In many cases, a scar from an incision will fade or flatten over time. This process may take a period of months to years, depending on the size and location of the incision.
Aftercare of your incision following your surgery is also very important in minimizing scarring. Because of this, always follow the instructions that your surgeon provides detailing proper wound care.
Surgery to treat endometriosis is safe. But, like all surgeries, it can have risks, such as:
- damage to nearby nerves and blood vessels
- an abnormal connection between two organs in the abdomen (fistula)
Call your doctor if you have any of these symptoms after your surgery:
- redness, swelling, or pus draining from the incision site
- fever over 101°F (38°C)
- heavy bleeding from your vagina or the incision site
- pain that is severe or that gets more intense
- not being able to empty your bladder
There’s currently no cure for endometriosis, though a hysterectomy with oophorectomy (removal of the ovaries) is
However, surgery can help to relieve pain, and laparoscopic surgery can potentially help you get pregnant.

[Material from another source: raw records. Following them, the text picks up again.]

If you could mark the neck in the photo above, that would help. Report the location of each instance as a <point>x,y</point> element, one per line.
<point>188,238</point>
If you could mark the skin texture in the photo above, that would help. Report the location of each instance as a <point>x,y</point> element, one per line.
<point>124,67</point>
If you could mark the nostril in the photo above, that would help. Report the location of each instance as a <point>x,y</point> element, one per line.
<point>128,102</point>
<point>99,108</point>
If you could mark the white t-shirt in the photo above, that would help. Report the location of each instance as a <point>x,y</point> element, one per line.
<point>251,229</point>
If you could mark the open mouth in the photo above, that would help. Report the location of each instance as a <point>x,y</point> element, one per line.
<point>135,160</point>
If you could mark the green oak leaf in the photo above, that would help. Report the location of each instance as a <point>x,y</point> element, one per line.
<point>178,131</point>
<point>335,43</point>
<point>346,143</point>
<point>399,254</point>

If any endometriosis tissue is left in your abdomen, you may still have symptoms. Remaining tissue can grow, and it’s impossible to remove every cell of misplaced tissue.
Endometriosis can also come back after surgery. ACOG estimates that endometriosis symptoms like pain return in 40 to 80 percent of people within 2 years of surgery.

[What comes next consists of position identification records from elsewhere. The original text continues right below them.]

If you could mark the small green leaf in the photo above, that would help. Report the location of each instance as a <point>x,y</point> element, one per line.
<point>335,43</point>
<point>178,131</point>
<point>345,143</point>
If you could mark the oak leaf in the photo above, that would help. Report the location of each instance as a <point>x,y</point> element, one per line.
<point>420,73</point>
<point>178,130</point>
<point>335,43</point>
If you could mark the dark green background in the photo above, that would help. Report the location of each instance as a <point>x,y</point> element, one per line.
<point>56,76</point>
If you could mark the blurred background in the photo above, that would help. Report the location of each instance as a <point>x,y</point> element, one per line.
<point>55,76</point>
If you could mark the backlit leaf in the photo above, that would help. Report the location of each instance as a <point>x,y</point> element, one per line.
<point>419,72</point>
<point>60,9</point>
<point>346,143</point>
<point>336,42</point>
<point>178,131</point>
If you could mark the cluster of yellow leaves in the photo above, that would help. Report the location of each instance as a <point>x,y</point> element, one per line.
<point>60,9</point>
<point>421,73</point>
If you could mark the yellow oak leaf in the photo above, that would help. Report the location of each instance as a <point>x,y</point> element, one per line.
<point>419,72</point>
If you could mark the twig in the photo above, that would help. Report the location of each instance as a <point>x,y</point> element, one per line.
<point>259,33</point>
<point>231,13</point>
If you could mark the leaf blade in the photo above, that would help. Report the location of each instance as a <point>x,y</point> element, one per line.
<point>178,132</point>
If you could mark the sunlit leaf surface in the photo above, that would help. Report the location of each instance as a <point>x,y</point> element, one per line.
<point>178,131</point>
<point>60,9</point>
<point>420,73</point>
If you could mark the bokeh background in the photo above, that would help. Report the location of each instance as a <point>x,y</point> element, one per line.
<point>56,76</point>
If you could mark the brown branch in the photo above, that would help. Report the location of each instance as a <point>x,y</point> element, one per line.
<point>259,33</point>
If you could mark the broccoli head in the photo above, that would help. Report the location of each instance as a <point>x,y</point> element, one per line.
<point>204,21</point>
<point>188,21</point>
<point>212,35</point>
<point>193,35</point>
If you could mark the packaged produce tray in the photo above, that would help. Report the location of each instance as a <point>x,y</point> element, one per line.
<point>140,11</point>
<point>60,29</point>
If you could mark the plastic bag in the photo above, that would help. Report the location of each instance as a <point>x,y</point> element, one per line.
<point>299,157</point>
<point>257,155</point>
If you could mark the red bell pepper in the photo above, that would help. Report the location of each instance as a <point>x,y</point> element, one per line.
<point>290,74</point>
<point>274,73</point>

Your likelihood of having a recurrence depends on the severity of your endometriosis and whether your surgeon is able to remove most of the endometriosis tissue during the procedure.
Having both ovaries removed may help with long-term relief. This is because it lowers the levels of the hormone that the endometrial tissue is responding to.
However, once the ovaries are removed, you’ll be in menopause, and that is likely to lead to menopausal symptoms unless treated with hormone replacement therapy.
Weigh these pros and cons when making your decision to have surgery for endometriosis.